“Pray keep your seat, madam!” she commanded in stentorian tones. “I may be gray-headed, but I am not old or decrepit!”

I fancy that one reason gray hair is becoming fashionable is this desire to cling to youth. Every year more young women tell us that they are prematurely gray, and their sister-women add eagerly, “So many women are, nowadays!”

THE IMPORTANCE OF TACT

Our Young Person must, then, be very careful how she displays the feeling of reverence for age which, we would like to believe, is inherent in every well-regulated nature. She must exercise tact, without which no person will have popularity.

APPRECIATING ONE’S ELDERS

One point in which Young America displays lamentable vulgarity is in the habit of interrupting older people. Interruptions, we of a former generation were taught, are rude. That is a forgotten fact in many so-called polite circles. And when people do not interrupt they seem to be waiting for the person speaking to finish what he has to say in order to “cut in” (no other expression describes it fitly) with some new and original remark. That is, apparently, the only reason that one listens to others,—just for the sake of having some one to answer. The world is full of things, and getting fuller every day, and unless one talks most of the time he will never be able to air his opinions on all points. And every one’s opinion is of priceless value,—at least to himself. This seems to be the attitude of Young America. Yet in courtesy to the hoary head one should occasionally pause long enough to allow the owner thereof to express an opinion. Although one has passed fifty, one may, nevertheless, have sound judgment and ideas on some subjects that are worth consideration. I wish young men and women would occasionally remember this.

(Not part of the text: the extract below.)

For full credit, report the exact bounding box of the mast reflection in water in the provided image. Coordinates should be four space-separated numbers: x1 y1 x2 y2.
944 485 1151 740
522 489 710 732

The woman of sixty, or over, can really learn little of value from her granddaughter,—even when that granddaughter is a college graduate, and has all the arrogance of twenty years. Of course, grandmother may need enlightenment on college athletics, on golf, even, perhaps, on bridge,—although that is very doubtful, if she lives in a fashionable neighborhood. But, after all, these are not the greatest things of life. She would, perchance, be glad to listen to her young relative’s accounts of her sports if she would take the trouble to tell the happenings that interest her in a loving respectful spirit. Our elderly woman does not like to be patronized, to be told that she dresses like an old fashion-plate, and that she is, to use the slang of the day, a “back number.” The grandmother knows better. She has lived and she is sure that from her store of knowledge of life—of men, women and things as they really are—she could bring forth treasures, new and old, that would be of great help to the hot-headed, impulsive young girl about to risk all on the perilous journey that lies before her.

I would, therefore, suggest that Our Girl practise deference toward her elders. At first she may not find it easy, but it is worth cultivating. It is, moreover, much more becoming than arrogance and aggressiveness, too common nowadays. There is something wrong when a person feels no respect for one who has attained to double or treble her years. There is something lacking. The collegians of both sexes would do well to turn their analytical minds on themselves, and, as improvement is the order of the day, add to their fund of becoming attainments the sweet old-fashioned attribute of courtesy and reverence toward age.

SMALL COURTESIES

It is easy, after all, if one will watch carefully, to do the little kind thing that makes for comfort, and not do it aggressively. It is not necessary to adjust a pillow at the elderly person’s back as if she needed it. I saw a sweet woman put a pillow behind an invalid with such tact that the sufferer, who was acutely sensitive on the subject of her condition, did not suspect that her hostess had her illness in mind.